余远洲放下纸。
丁凯复这人真是狡猾。明知昨晚的情迷是趁人之危的意外,却偏赶在梦醒前离开,营造出一种两人和好的错觉。
卑劣。却也,有点可怜。
余远洲仰起头,做了个极长的深呼吸。随后哗啦一下扯开了窗帘。
阳光肆意地洒进来,瞬间就占满房间的每一个角落。像是个闯进心房的霸道混蛋。
作者有话说:
不知道会不会锁。应该不会吧。觉得也妹写啥。
大狗(看到院子门口的假鹅):远洲果然喜欢鹅!压对宝了!俺俩孵了同一个蛋!四舍五入这就俺俩孩子!(???)
小乔:谁是乔X?疯狗我劝你心里最好有点B数。
余哥(看着哪俩鹅蛋):€€€€€€日。
第七十四章
X市监狱管理局 分局三监狱 第二监区。
九月末,天转凉了。中午十一点,劳动改造收工。
乔季同在食堂吃了饭,排在队伍里回监房午休。这边监狱里的劳动改造是做衣服、箱包之类的车缝品。说白了就是踩缝纫机。
大多数人刚来的时候不适应,恐惧劳动。那玩意踩一天能踩出PTSD,做梦腿都跟着抖。但乔季同不一样,他是苦过来的。工厂流水线,酒店后厨,一干十来个钟,坐都没得坐。现在最起码可以坐着,到点收工。除了分币不挣,他还觉得挺养生。
唯一难熬的,就是狱友的欺负。他也不是孬,但还手,就意味着禁闭和刑期加长。他和那些人生过了大半的垃圾拼不起,他还想早点出去,活出个人样。

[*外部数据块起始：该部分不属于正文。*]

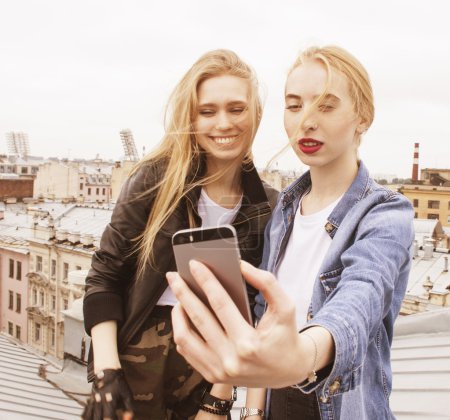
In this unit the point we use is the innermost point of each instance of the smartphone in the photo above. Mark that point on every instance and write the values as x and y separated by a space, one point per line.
218 249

他所在的监房总共八人,昨天有个犯人换了号,说是什么调整。四个上下铺空出来一张,是靠窗的那张下铺,最好的位置。
“老王八!今儿个新人来不?”靠窗上铺的瘦猴儿问道。
老王八家里有点关系,和狱警偶尔也能说上两句话。在这个连沟通都受限的地方,他是唯一的消息来源。
“会。说是职务犯。”
这话一出,整个监室的人都有了反应。
职务犯罪。这要在外面,可是连话都说不上的大人物呐!
在监狱里和在社会上一样,是存在鄙视链的。
最底端叫做三无犯。什么叫三无呢,无会见,无汇款,无信件。
在监狱里虽说不需要什么钱,但一分没有,那日子也很难熬。因为只能吃牢饭。字面意义上的牢饭。
法律对牢饭的预算有限制,品质要求大抵仨字:吃不死。
那菜不是炒出来的,是煮出来的。稀了咣当一大勺子,夸嚓往碗里一扣,吃吧。
但不是所有罪犯都只能吃牢饭。监狱里有小厨房,花个十来块就能给单独做个小炒。还有超市,也有熟食卖。烧鸡泡面火腿肠午餐肉的。
所以同样是罪犯,家里有人给汇款的,日子能滋润很多。
在这个资源极度匮乏的地方,食物是唯一的财富。谁的食品箱满当,谁就有地位。而只有个空箱的三无犯,处于鄙视链的最底端。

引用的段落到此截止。